Pulse Pressure-Induced Transmural Fluid Flux Increases Bovine Aortic Smooth Muscle Cell Apoptosis in a Mitogen Activated Protein Kinase Dependent Manner

Abstract

Mechanical forces associated with blood flow are critical in the regulation of vascular smooth muscle cell (VSMC) growth, migration, differentiation, and apoptosis as fundamental features in the pathogenesis of vascular disease. We investigated the effect of pulse pressure on VSMC apoptosis. Using a perfused transcapillary co-culture system, bovine thoracic aortic SMC (BASMC) were exposed to increases in pulsatile flow (0.3-17 ml/min) hence pulse pressure (amplitude of pulse 6-50 mmHg in the absence or presence of bovine aortic endothelial cells (BAEC). The extent of apoptosis was determined by measuring caspase-3 activity, the levels of pro- and anti-apoptotic Bcl-2 family proteins, FasL and cellular apoptosis susceptibility (CAS) protein expression and the extent of DNA fragmentation.
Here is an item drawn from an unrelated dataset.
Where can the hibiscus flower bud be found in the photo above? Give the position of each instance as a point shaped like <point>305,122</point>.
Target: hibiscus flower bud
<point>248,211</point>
Changes in pulse pressure resulted in a significant force- and time-dependent increase in caspase-3 activity in BASMC. This effect was maximal after 6 h, independent of BAEC presence, and attenuated following inhibition of mitogen-activated protein kinase (MAPK) activity with PD98059. In parallel cultures, there was a significant increase in Bad and Bax expression, concomitant with an increase in DNA fragmentation, and a significant decrease in Bcl-2 and Bcl-XL expression. The pro-apoptotic effects of pulse pressure were specific differentiated cells but independent of p53, in as much as FasL and CAS expression were enhanced in differentiated adult but decrease in de-differentiated embryonic cells in response to flow. These results suggest that pulse pressure promotes phenotypically distinct VSMC apoptosis in vitro in an endothelial-independent, MAPK-dependent, manner.